The adult size averages around 4". pH range is between 6.8 and 7.8. Good community fish but only 1 per tank. Water must be maintained as poorer water quality can severly affect the fish. Prefers a well rounded omnivorous diet. Frozens and live foods are best."

Mine never bother my plants and two of them are full size. 

Its the larger plecos that get 12" plus that will wreck havoc in the planted tank. 

Rubber Lips also stay under 5" and make will make a significant dent in the green algae that grows on tank sides. As well as cleaning extra food on the bottom of the tank. They've got wonderful coy personalities and get along with most other fish. Mine will body check the cory cats when feeding but no harm done. These fish have eyelids!

My first one got his head stuck in a crack in a piece of malaysian driftwood and died. I was doing a blackout for BGA at the same time didn't notice he got stuck  Watch out for the cracks in malaysian driftwood!

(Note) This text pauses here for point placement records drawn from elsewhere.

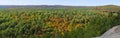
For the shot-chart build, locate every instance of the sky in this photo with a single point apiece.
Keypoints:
(61, 2)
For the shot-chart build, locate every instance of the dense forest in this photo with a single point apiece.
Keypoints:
(57, 22)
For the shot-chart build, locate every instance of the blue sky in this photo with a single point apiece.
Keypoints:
(61, 2)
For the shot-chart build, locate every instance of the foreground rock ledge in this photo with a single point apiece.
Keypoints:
(112, 33)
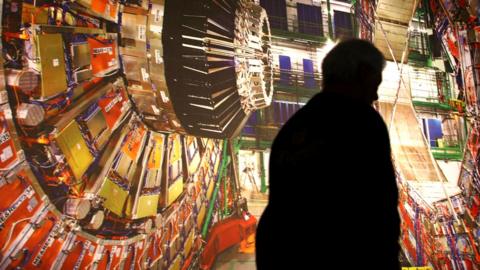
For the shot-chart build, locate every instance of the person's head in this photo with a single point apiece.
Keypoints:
(353, 68)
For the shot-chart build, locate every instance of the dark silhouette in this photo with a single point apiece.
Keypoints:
(333, 194)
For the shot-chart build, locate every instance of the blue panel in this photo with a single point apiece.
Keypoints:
(285, 70)
(277, 112)
(308, 70)
(309, 19)
(277, 13)
(435, 131)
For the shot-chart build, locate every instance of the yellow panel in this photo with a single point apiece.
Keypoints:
(174, 191)
(31, 14)
(176, 148)
(156, 156)
(189, 243)
(176, 264)
(54, 79)
(201, 216)
(211, 186)
(73, 146)
(115, 197)
(147, 206)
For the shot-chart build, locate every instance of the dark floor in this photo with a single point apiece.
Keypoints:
(232, 259)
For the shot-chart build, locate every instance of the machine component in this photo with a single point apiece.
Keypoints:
(107, 9)
(111, 166)
(104, 56)
(80, 55)
(192, 154)
(211, 94)
(96, 126)
(96, 220)
(73, 146)
(134, 35)
(77, 208)
(27, 81)
(115, 196)
(81, 61)
(30, 114)
(10, 153)
(136, 69)
(153, 174)
(145, 205)
(172, 183)
(50, 54)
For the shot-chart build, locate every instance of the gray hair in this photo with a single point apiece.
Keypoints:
(343, 63)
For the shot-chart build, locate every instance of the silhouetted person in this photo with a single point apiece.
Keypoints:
(333, 194)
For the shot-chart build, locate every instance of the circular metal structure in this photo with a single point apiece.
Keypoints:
(217, 64)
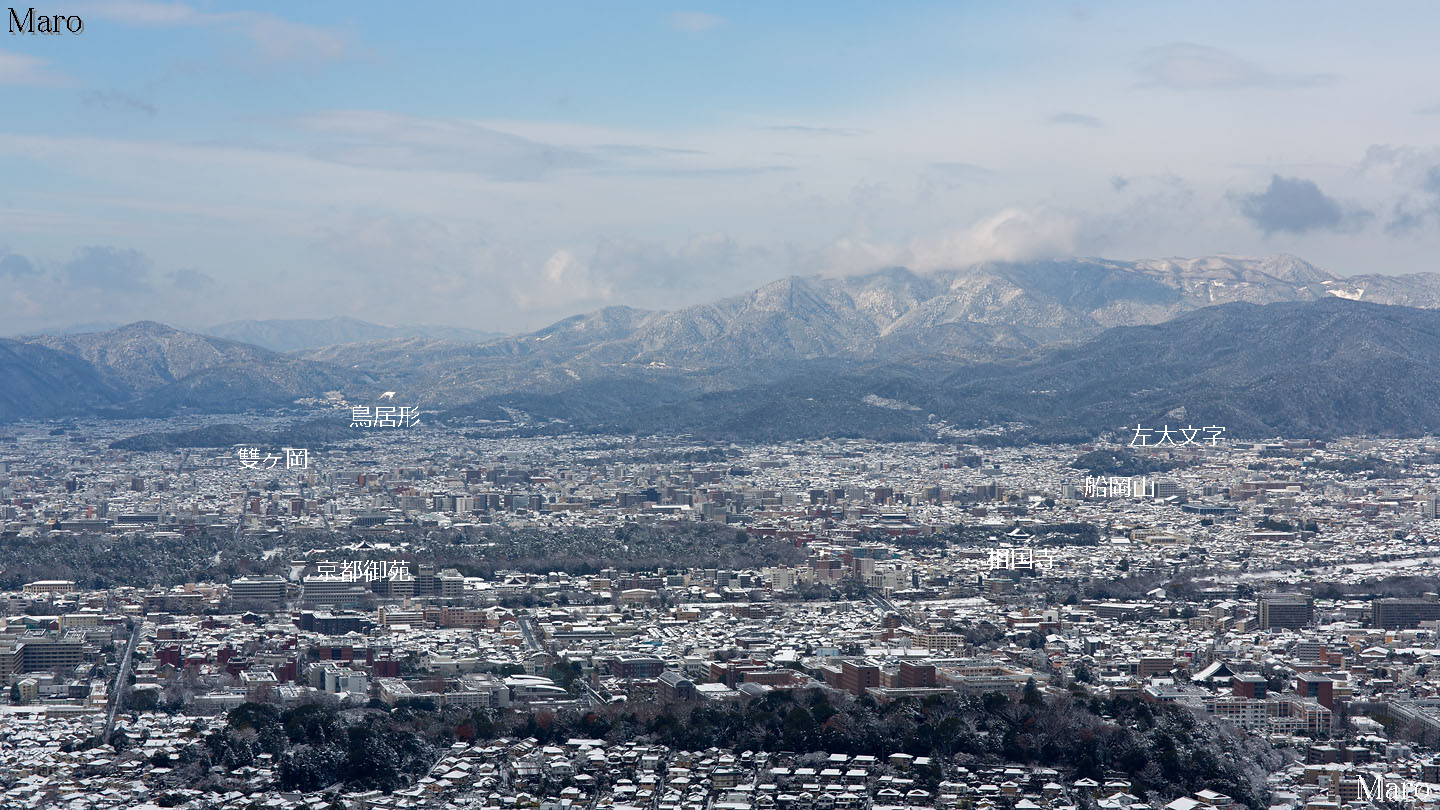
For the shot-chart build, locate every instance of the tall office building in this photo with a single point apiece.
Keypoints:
(1288, 611)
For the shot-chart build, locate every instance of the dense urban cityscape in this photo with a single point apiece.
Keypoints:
(426, 619)
(569, 405)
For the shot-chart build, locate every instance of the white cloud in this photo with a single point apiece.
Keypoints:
(1010, 235)
(1184, 65)
(694, 22)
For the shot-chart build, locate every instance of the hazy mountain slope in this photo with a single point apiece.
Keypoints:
(1315, 368)
(150, 368)
(41, 382)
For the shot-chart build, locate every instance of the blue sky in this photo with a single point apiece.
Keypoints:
(500, 166)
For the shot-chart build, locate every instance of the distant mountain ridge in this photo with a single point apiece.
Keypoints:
(149, 368)
(784, 359)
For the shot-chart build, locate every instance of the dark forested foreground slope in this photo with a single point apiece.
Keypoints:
(1165, 750)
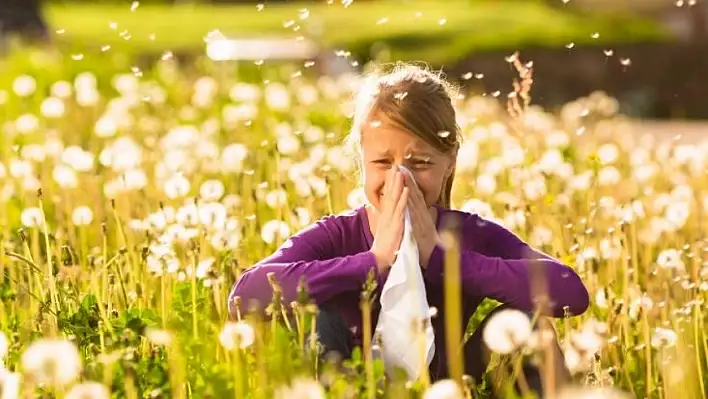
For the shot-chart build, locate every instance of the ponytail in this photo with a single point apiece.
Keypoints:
(446, 194)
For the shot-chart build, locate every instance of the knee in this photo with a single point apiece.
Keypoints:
(537, 321)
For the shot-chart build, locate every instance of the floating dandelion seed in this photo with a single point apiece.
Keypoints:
(400, 96)
(32, 217)
(444, 389)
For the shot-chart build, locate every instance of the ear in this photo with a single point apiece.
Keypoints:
(452, 161)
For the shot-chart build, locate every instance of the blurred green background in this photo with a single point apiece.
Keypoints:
(629, 49)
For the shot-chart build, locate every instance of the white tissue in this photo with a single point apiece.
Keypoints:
(404, 303)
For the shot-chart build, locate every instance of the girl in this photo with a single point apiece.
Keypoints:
(406, 118)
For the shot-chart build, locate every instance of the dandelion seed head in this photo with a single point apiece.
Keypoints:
(237, 335)
(82, 216)
(507, 330)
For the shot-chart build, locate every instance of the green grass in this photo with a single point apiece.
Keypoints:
(469, 26)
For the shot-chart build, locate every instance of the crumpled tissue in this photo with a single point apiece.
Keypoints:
(403, 307)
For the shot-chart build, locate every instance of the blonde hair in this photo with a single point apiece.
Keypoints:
(415, 99)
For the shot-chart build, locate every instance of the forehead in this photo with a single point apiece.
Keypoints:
(380, 135)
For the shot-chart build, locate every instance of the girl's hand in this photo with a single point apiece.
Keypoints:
(424, 230)
(389, 226)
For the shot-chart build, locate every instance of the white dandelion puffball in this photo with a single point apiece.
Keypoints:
(52, 361)
(61, 89)
(24, 86)
(158, 336)
(592, 393)
(176, 186)
(26, 123)
(89, 390)
(32, 217)
(663, 337)
(211, 190)
(507, 330)
(671, 259)
(237, 334)
(274, 228)
(301, 388)
(10, 383)
(65, 176)
(52, 107)
(82, 216)
(444, 389)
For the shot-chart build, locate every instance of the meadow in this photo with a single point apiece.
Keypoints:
(131, 199)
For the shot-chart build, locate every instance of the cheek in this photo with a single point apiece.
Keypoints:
(373, 184)
(430, 183)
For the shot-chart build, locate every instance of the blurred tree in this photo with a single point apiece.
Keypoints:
(23, 18)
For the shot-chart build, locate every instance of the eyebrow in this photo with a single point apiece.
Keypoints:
(413, 154)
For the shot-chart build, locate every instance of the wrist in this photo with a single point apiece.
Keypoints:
(381, 261)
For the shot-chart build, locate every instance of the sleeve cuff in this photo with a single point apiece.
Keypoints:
(369, 263)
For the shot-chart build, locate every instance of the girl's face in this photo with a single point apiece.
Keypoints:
(384, 145)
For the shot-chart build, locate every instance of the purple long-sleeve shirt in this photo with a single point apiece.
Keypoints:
(333, 256)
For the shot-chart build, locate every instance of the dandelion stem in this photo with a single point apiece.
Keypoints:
(453, 305)
(195, 329)
(50, 266)
(698, 349)
(365, 305)
(29, 262)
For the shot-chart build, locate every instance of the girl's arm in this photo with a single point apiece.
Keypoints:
(503, 272)
(306, 254)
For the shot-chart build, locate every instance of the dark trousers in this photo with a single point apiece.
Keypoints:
(336, 340)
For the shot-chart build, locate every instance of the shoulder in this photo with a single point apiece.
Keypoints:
(336, 229)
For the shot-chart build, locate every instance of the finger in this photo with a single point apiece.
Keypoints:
(397, 186)
(402, 202)
(388, 182)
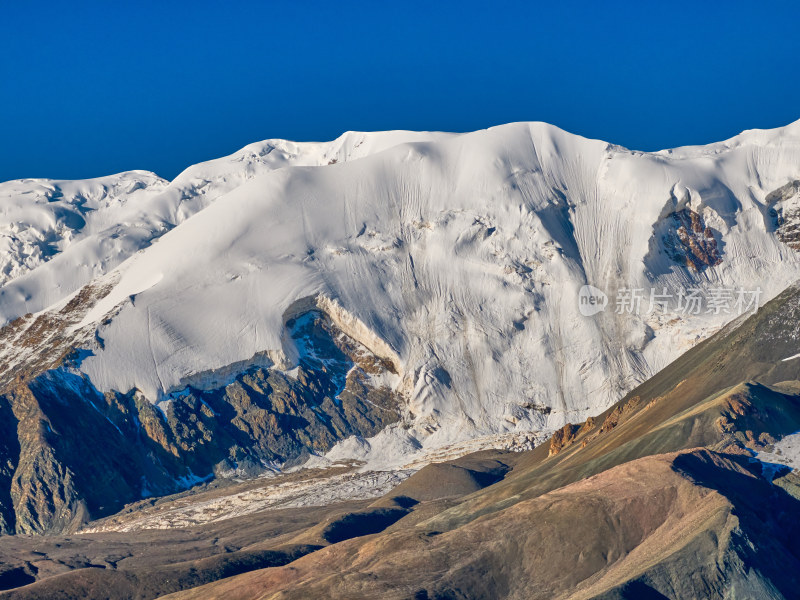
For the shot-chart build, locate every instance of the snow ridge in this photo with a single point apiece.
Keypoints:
(459, 257)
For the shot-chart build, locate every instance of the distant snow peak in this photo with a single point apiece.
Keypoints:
(453, 261)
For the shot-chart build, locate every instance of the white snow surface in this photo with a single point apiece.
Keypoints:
(457, 256)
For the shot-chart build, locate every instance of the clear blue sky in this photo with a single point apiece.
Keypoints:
(92, 88)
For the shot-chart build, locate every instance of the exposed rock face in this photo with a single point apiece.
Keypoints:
(69, 452)
(690, 242)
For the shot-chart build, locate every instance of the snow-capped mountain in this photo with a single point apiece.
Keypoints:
(454, 261)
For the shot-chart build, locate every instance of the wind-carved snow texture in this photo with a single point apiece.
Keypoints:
(456, 258)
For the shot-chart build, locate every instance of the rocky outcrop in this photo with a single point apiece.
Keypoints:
(690, 242)
(69, 453)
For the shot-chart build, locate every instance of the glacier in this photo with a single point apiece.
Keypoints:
(457, 258)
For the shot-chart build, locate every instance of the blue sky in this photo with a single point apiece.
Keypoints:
(92, 88)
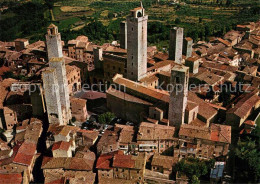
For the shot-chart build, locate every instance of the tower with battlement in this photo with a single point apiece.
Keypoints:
(176, 42)
(187, 47)
(123, 35)
(178, 95)
(136, 44)
(53, 42)
(59, 65)
(52, 96)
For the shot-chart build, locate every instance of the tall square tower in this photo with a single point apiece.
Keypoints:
(178, 95)
(187, 47)
(59, 65)
(176, 42)
(53, 42)
(123, 35)
(136, 44)
(52, 96)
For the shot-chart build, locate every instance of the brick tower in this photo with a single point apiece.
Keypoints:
(136, 44)
(187, 47)
(59, 65)
(175, 47)
(178, 95)
(52, 96)
(123, 35)
(53, 42)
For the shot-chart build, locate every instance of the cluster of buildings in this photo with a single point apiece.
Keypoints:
(173, 100)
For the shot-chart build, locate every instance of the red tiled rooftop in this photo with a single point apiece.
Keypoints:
(104, 160)
(25, 153)
(12, 178)
(123, 161)
(61, 145)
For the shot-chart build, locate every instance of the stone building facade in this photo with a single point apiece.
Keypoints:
(187, 47)
(59, 65)
(176, 42)
(123, 35)
(178, 95)
(53, 42)
(52, 96)
(74, 79)
(79, 109)
(136, 44)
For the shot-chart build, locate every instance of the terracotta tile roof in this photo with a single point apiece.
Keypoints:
(4, 89)
(205, 110)
(105, 160)
(83, 177)
(166, 162)
(12, 178)
(148, 79)
(126, 134)
(221, 133)
(115, 181)
(62, 145)
(155, 93)
(4, 69)
(194, 132)
(70, 163)
(209, 77)
(161, 56)
(63, 130)
(150, 131)
(160, 65)
(25, 153)
(125, 96)
(245, 105)
(216, 132)
(110, 137)
(191, 105)
(93, 135)
(123, 161)
(249, 122)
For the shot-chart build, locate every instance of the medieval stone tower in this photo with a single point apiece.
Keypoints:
(52, 96)
(123, 35)
(53, 42)
(59, 65)
(178, 95)
(187, 47)
(175, 47)
(136, 44)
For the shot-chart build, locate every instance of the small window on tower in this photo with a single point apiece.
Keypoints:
(177, 79)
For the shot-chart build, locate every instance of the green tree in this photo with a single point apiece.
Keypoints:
(193, 168)
(247, 159)
(177, 21)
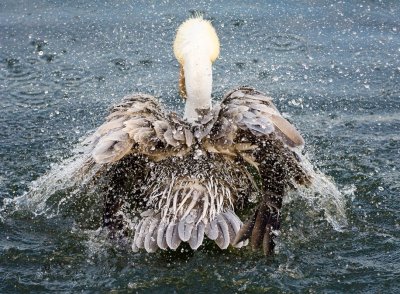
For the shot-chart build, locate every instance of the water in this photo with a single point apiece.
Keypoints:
(333, 68)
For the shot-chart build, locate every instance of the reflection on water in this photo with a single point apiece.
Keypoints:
(332, 67)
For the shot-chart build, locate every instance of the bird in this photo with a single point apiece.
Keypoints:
(219, 172)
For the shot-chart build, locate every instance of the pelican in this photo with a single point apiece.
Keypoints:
(170, 179)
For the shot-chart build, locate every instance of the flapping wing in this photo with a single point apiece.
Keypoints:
(249, 125)
(139, 125)
(247, 110)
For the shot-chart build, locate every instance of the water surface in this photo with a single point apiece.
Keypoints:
(333, 68)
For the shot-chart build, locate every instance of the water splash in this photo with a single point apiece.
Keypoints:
(58, 188)
(322, 195)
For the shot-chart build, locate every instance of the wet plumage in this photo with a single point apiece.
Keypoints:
(170, 181)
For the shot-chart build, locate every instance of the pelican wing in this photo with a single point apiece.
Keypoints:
(251, 128)
(250, 111)
(139, 125)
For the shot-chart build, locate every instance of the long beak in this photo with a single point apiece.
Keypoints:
(182, 86)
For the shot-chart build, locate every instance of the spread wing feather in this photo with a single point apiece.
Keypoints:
(250, 126)
(139, 125)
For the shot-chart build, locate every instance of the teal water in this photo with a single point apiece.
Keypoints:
(334, 67)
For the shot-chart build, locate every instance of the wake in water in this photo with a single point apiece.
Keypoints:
(69, 189)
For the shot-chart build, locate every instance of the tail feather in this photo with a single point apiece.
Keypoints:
(153, 233)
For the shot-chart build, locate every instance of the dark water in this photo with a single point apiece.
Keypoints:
(333, 67)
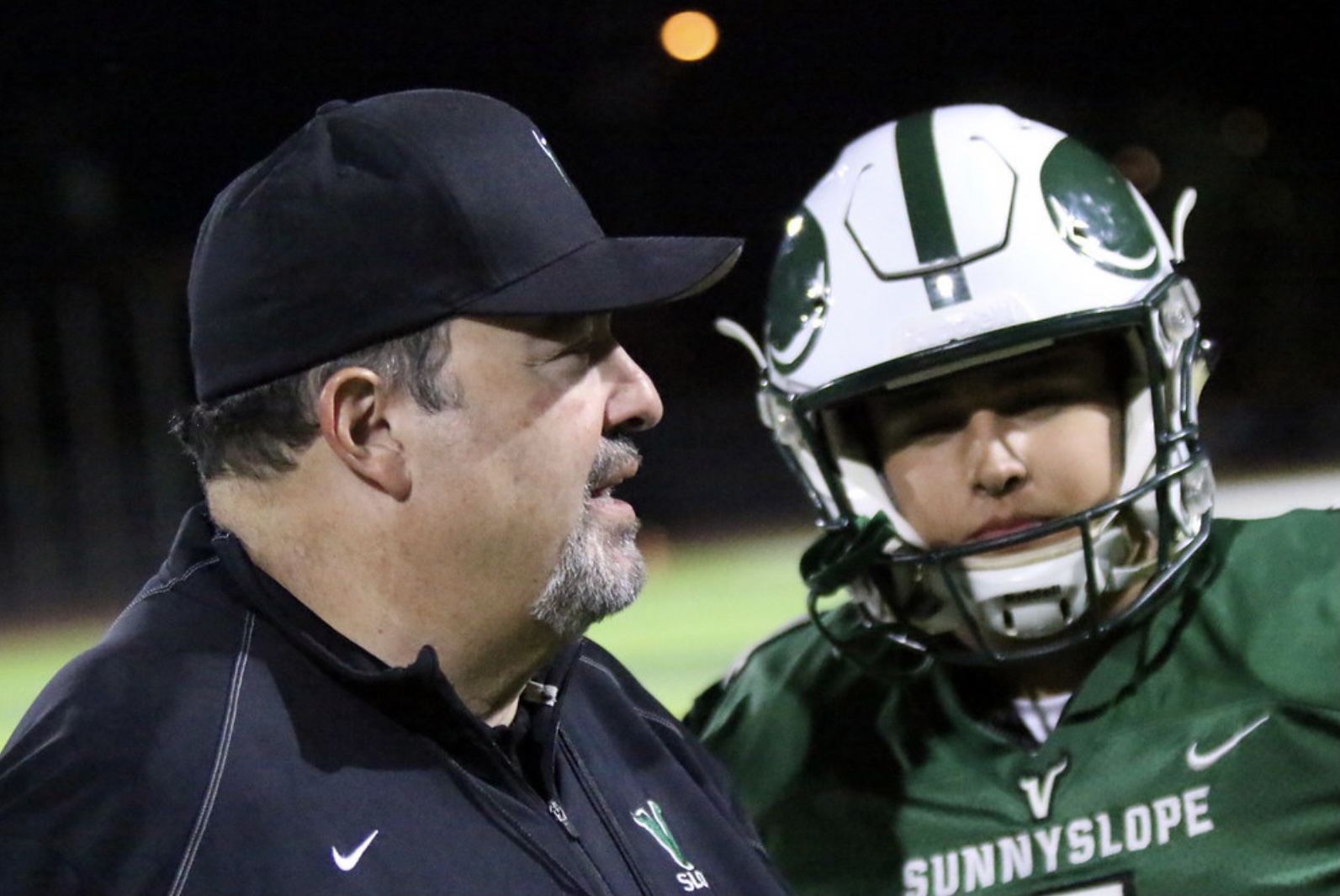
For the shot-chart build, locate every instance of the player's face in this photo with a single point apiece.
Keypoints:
(997, 449)
(526, 466)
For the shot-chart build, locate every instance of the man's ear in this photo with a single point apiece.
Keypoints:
(352, 411)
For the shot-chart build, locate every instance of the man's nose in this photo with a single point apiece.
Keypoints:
(634, 402)
(996, 459)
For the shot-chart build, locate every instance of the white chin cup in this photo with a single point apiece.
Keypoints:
(1037, 592)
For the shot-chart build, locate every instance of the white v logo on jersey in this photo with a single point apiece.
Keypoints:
(1039, 791)
(346, 862)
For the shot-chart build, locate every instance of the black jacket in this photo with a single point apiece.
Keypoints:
(224, 740)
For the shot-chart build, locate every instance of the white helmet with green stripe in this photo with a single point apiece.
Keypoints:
(951, 239)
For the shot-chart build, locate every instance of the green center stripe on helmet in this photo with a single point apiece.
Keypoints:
(928, 209)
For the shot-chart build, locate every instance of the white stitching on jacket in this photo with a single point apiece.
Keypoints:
(225, 738)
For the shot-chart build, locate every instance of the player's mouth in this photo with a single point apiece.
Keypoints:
(1003, 527)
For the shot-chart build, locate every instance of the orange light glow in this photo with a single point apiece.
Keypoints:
(689, 35)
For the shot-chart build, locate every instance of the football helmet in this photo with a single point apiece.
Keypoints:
(946, 240)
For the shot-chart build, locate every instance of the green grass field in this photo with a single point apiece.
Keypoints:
(704, 604)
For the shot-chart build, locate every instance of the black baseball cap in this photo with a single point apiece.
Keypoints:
(388, 215)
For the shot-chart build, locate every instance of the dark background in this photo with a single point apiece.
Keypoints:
(119, 122)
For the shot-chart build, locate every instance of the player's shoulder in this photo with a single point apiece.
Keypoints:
(781, 676)
(1274, 600)
(1296, 551)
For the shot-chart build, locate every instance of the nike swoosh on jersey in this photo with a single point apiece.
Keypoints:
(1198, 761)
(346, 862)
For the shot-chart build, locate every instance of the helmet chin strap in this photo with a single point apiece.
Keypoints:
(1041, 591)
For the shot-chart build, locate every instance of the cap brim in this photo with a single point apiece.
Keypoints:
(615, 272)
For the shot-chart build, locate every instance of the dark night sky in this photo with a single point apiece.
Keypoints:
(121, 122)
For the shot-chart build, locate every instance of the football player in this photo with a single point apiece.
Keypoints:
(1048, 667)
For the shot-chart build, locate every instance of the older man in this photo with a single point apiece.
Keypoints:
(361, 669)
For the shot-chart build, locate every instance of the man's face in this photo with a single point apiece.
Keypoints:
(997, 449)
(519, 475)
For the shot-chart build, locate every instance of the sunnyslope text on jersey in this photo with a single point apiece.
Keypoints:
(1044, 851)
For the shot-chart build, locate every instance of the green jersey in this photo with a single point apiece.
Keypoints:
(1201, 755)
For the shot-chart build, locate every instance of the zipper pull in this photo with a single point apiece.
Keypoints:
(562, 817)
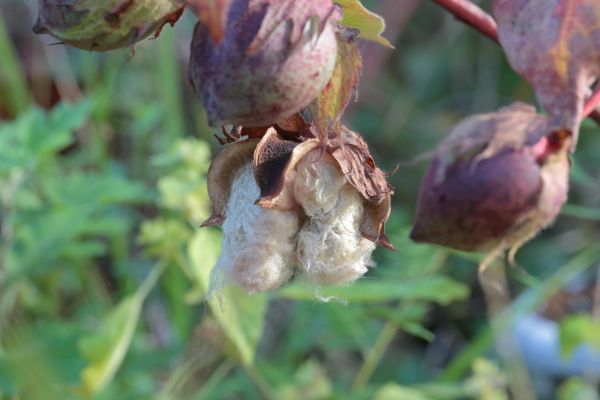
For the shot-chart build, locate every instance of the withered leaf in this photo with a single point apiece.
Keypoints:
(221, 174)
(213, 14)
(353, 156)
(327, 109)
(554, 44)
(483, 136)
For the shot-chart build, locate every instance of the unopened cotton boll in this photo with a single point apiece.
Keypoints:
(331, 248)
(105, 25)
(259, 246)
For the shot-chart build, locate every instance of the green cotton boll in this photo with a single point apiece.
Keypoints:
(104, 25)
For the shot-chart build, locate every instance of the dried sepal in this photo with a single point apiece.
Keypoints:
(352, 153)
(375, 216)
(221, 174)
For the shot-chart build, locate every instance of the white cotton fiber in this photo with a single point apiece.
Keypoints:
(259, 245)
(331, 249)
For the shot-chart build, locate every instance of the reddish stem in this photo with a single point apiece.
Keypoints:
(481, 21)
(471, 15)
(592, 103)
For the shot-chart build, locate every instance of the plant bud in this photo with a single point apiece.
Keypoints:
(107, 24)
(275, 57)
(496, 181)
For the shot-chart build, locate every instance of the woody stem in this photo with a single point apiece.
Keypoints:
(471, 15)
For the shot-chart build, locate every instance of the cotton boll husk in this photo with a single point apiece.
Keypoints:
(318, 183)
(331, 249)
(259, 245)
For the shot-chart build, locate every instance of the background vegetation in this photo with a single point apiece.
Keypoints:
(103, 269)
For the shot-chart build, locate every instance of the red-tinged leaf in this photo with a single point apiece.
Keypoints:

I don't give them a space where they can totally hide. Instead, I position the driftwood so that you can still see them when they are in their space. Otherwise you won't see them occasionnaly throughout the daylight hours. They are always out at night. 

Once nice thing about the sunshine tank is that eveyone gets to experience dawn and dusk and my pleco's are out alot during these times to. 

enjoy!


----------



## Ibn (Nov 19, 2003)

Great plecos for the sides of glass as stated. That's where mine is found every time that I've seen it. I finally started feeding mine last week since after being in there for about a month, he cleared the tank glass of the majority of the algae.


----------



## mustang (Dec 11, 2005)

My tank is a 75G. The varients that you talk about sound neat but I have never seen them.


----------